I just changed my home network equipment - previously I had a Netgear R7800 router, now I have a Ubiquiti Dream Machine Pro. I gave my college kids fire sticks with Channels DVR clients so that they could watch TV from our home server. With the Netgear router, I did not have to forward any ports for Channels to work remotely. Once I changed to the Ubiquiti equipment, Channels no longer worked remotely. I had to manually forward port 8089 to the Channels DVR server to get it to work. Can anyone explain what is going on here?
Old router had either upnp or nat-pmp enabled by default. You can enable that on your new router too.

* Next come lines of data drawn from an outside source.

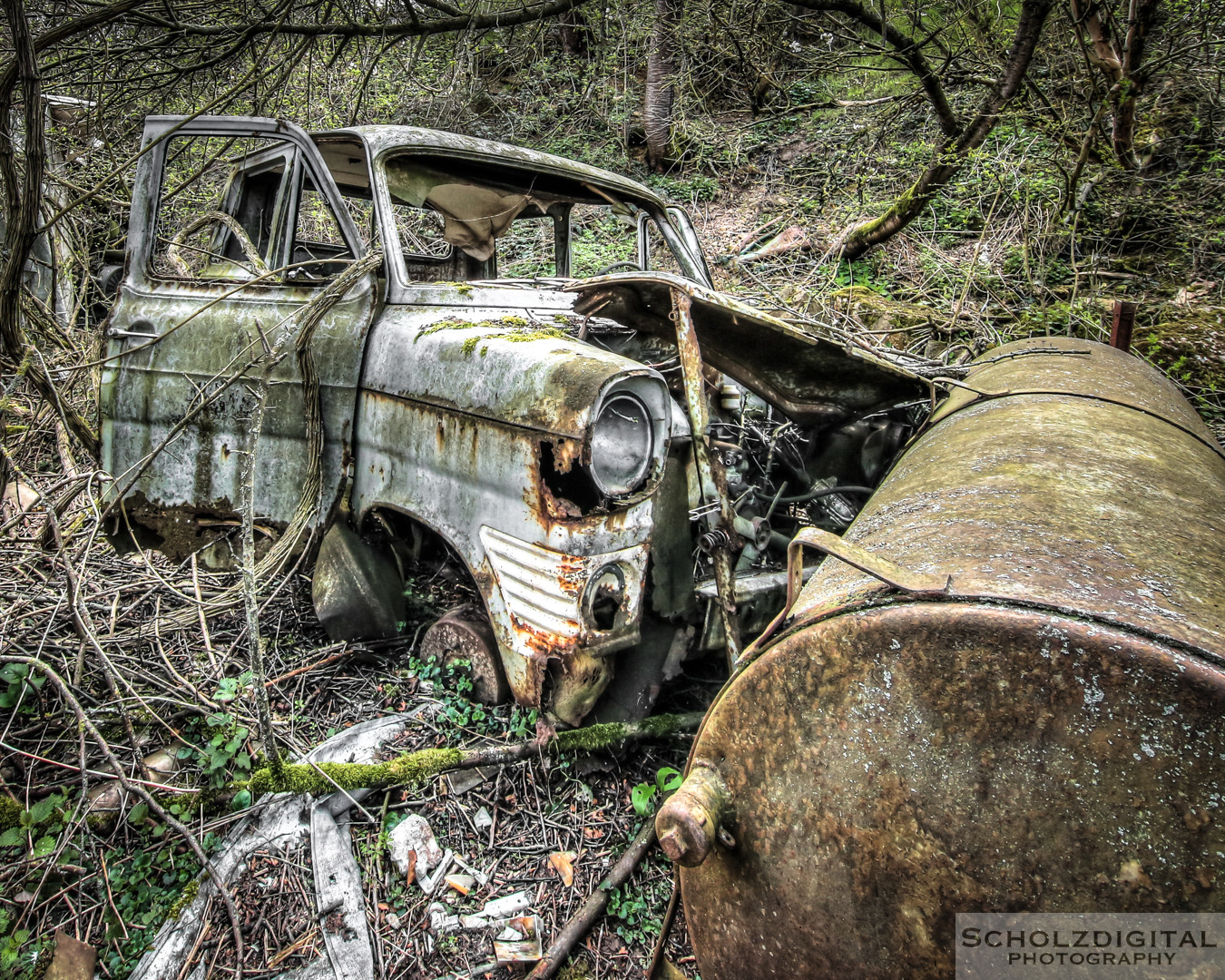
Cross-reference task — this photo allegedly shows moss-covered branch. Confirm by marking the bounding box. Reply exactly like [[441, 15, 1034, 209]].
[[248, 713, 702, 797]]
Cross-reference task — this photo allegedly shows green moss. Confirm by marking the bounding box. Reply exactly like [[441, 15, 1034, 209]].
[[459, 316, 568, 358], [165, 872, 202, 921], [1135, 304, 1225, 393], [248, 749, 463, 797], [500, 327, 566, 344], [413, 316, 466, 344], [0, 797, 24, 833], [434, 279, 472, 297]]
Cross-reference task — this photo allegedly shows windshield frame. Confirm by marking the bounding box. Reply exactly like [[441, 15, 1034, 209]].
[[370, 143, 710, 301]]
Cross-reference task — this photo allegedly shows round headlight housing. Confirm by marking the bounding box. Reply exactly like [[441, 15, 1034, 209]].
[[591, 392, 655, 497]]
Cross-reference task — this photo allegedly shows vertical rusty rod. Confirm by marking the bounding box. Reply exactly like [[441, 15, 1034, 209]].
[[671, 289, 741, 670], [1110, 299, 1135, 350]]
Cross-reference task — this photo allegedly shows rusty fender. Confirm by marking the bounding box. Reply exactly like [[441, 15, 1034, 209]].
[[353, 310, 671, 724], [657, 338, 1225, 980]]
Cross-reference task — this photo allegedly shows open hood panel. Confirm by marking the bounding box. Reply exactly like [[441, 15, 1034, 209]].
[[566, 272, 927, 425]]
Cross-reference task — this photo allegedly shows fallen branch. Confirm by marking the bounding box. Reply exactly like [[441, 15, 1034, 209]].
[[246, 713, 702, 797], [527, 817, 655, 980]]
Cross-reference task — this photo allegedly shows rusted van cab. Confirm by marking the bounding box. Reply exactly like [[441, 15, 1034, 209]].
[[101, 116, 926, 724]]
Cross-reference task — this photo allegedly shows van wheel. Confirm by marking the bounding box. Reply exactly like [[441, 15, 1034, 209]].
[[420, 605, 511, 704]]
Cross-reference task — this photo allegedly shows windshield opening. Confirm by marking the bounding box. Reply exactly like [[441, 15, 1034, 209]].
[[380, 153, 694, 283]]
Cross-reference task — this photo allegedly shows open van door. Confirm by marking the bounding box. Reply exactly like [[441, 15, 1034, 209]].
[[99, 116, 380, 559]]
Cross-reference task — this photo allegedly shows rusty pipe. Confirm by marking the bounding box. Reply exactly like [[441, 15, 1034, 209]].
[[655, 760, 729, 867]]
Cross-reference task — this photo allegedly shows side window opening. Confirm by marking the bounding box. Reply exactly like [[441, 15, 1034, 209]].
[[288, 176, 357, 283], [392, 202, 455, 261], [570, 204, 638, 279], [148, 136, 289, 279], [497, 214, 557, 279]]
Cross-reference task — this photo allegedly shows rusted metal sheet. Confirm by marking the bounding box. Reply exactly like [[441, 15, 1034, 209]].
[[99, 116, 380, 560], [353, 323, 671, 724], [662, 338, 1225, 980], [567, 272, 927, 425]]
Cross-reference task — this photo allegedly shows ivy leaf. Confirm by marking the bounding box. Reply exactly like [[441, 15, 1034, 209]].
[[630, 783, 657, 817], [655, 766, 685, 792], [29, 792, 64, 826]]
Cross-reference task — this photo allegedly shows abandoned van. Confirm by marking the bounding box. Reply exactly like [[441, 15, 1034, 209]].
[[101, 116, 930, 724]]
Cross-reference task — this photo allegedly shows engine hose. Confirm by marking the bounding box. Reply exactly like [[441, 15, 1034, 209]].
[[778, 486, 876, 504]]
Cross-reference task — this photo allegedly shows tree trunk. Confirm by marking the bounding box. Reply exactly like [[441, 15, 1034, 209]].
[[642, 0, 685, 171], [1072, 0, 1158, 171], [829, 0, 1054, 260]]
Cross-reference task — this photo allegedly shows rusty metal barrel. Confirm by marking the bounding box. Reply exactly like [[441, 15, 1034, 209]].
[[657, 338, 1225, 980]]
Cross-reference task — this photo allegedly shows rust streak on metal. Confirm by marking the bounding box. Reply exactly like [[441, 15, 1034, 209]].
[[680, 338, 1225, 980], [672, 289, 741, 668], [1110, 299, 1137, 351]]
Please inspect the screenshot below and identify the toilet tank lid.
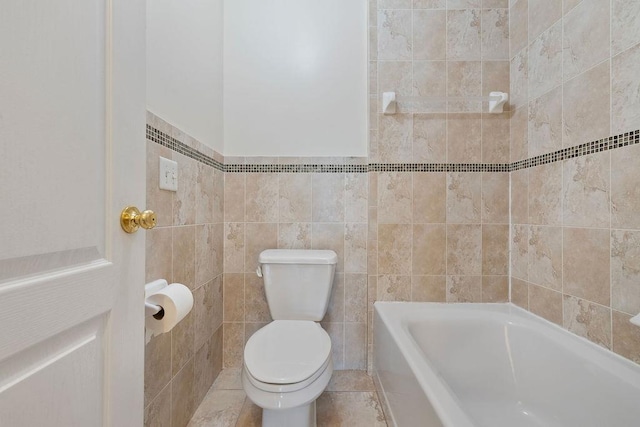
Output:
[258,249,338,264]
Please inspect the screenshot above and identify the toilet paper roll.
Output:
[146,283,193,335]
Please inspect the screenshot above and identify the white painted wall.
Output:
[147,0,224,153]
[224,0,368,156]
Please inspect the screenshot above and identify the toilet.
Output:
[242,249,338,427]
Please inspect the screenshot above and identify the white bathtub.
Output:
[373,302,640,427]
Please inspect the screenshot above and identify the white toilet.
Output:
[242,249,338,427]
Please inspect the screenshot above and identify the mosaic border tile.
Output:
[147,124,225,172]
[147,124,640,173]
[510,130,640,172]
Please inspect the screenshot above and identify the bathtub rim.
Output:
[373,301,640,427]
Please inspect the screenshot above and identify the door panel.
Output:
[0,0,108,263]
[0,316,106,426]
[0,0,145,427]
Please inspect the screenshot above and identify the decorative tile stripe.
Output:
[369,163,510,172]
[147,125,225,172]
[510,130,640,171]
[225,164,368,173]
[147,125,640,173]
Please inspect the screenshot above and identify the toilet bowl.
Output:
[242,320,333,427]
[242,249,338,427]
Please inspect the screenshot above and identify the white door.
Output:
[0,0,145,427]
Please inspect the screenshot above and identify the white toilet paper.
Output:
[145,283,193,338]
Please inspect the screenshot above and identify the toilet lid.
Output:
[244,320,331,384]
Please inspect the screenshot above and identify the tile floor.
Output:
[188,369,387,427]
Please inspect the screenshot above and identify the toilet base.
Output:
[262,400,316,427]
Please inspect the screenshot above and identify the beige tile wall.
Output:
[510,0,640,362]
[144,113,224,427]
[223,158,368,369]
[368,0,510,367]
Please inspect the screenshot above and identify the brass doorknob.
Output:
[120,206,156,233]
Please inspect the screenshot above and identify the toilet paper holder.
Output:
[144,279,169,320]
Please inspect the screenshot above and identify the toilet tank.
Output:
[258,249,338,322]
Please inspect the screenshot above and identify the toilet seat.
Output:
[244,320,331,392]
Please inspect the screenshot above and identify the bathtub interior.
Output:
[376,304,640,427]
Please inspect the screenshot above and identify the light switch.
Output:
[158,157,178,191]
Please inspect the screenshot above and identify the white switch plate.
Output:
[159,157,178,191]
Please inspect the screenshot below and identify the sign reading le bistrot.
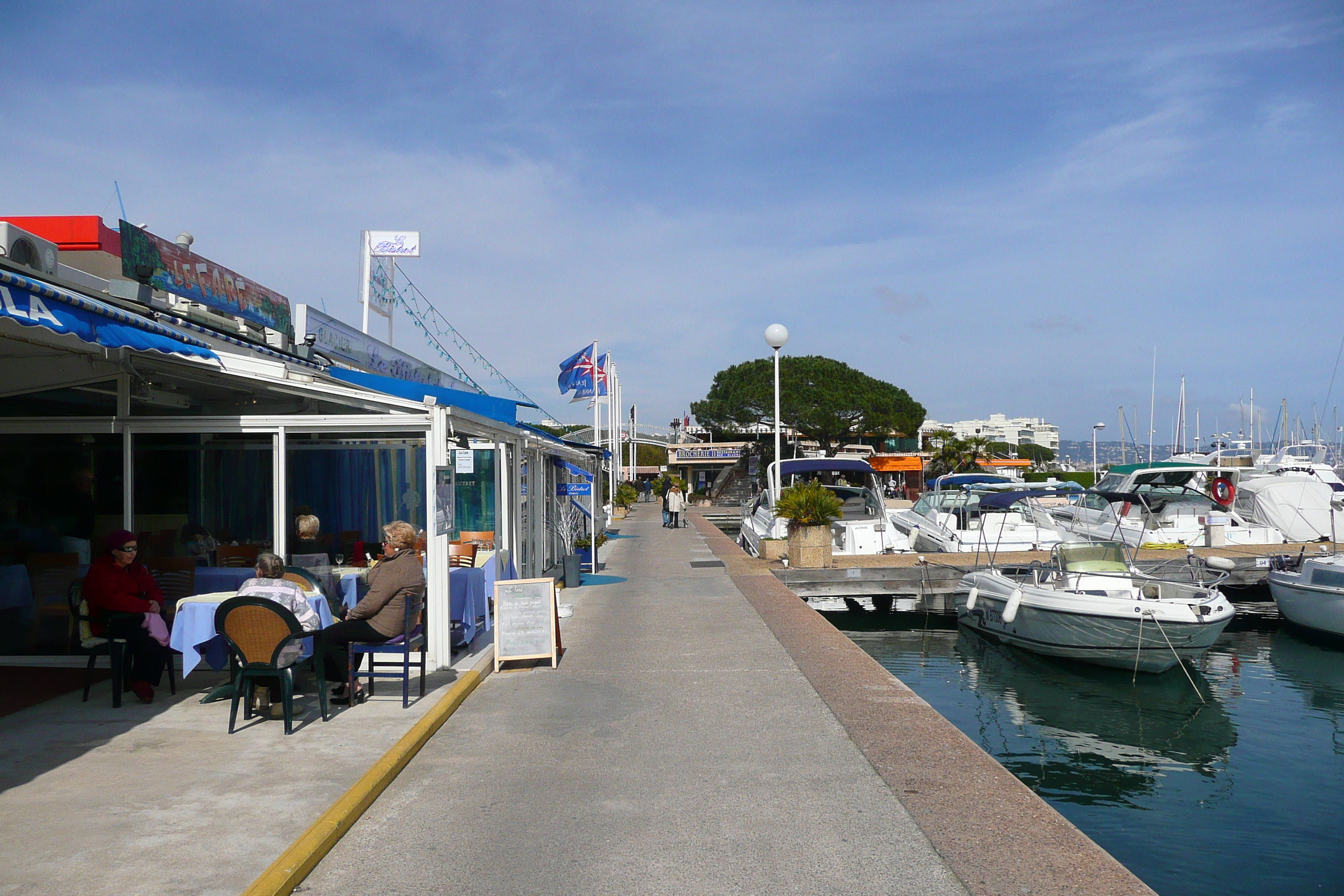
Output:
[494,579,560,672]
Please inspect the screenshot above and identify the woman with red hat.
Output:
[83,529,171,703]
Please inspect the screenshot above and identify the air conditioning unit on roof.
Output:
[0,220,61,277]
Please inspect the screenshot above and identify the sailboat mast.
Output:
[1148,345,1157,463]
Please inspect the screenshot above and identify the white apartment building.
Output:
[919,414,1059,451]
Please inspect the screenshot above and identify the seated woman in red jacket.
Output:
[83,529,171,703]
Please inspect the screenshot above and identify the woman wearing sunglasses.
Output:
[83,529,169,703]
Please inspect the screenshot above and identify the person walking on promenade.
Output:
[667,485,685,529]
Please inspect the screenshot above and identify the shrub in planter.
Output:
[774,482,844,568]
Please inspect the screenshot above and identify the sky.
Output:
[8,0,1344,442]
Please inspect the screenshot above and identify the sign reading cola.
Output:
[676,445,742,461]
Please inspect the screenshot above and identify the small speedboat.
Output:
[738,457,910,556]
[888,482,1072,553]
[956,541,1235,672]
[1269,555,1344,635]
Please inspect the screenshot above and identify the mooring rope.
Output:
[1140,610,1208,703]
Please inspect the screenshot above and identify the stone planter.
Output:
[565,553,583,588]
[789,525,830,570]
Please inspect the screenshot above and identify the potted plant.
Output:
[611,482,640,520]
[551,505,583,588]
[574,532,608,565]
[774,482,844,568]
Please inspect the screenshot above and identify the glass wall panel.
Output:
[133,433,274,565]
[453,449,496,539]
[0,434,121,654]
[285,433,428,563]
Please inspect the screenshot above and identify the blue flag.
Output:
[555,345,597,397]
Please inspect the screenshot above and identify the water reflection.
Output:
[824,595,1344,896]
[855,630,1237,806]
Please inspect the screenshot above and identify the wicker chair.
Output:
[27,553,79,642]
[462,532,494,551]
[448,541,476,567]
[215,544,258,568]
[346,595,426,709]
[215,598,329,735]
[145,557,196,608]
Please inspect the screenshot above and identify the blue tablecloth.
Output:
[340,567,492,642]
[0,563,32,610]
[168,594,332,677]
[195,565,257,594]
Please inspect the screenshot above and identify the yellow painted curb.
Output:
[242,645,494,896]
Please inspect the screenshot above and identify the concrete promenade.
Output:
[301,504,967,896]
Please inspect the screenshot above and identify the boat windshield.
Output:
[1055,541,1129,572]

Im actually in this situation now, well have I have the new equipment but havent implemented it yet. Are you saying you would recommend just enabling upnp on the Dream Machine vs manually forwarding port 8089? Be gentle, Im very new to networking but want to do the most prudent thing. I do a lot of remote viewing so I need this to be an option, just want the most secure one.
I would not do this. UI devices have UPnP disabled by default, and it should be left this way. Use a DHCP reservation (called "Use Fixed IP Address") in the Network application, and then set up a static port forward rule.
(Also of note: UI devices do NAT hairpinning, so you can set your devices such as your tablet/laptop to access your DVR from the https://my.channelsdvr.net address, and it will just work. If you are at home, it will use the remote URL, but all traffic will stay local and never leave your home network. I find this useful for using a single bookmark to manage my DVR regardless of where I am. If you manually adjust DNS settings beyond just specifying something other than your ISP servers, this may not be the case; but generally it uses its own caching server before reaching out to an external DNS.)
Most secure of the two is manual port forwarding.
UPNP and NATPMP opens up your router for anything to forward ports, including malware.
There is always a trade-off between security and convenience.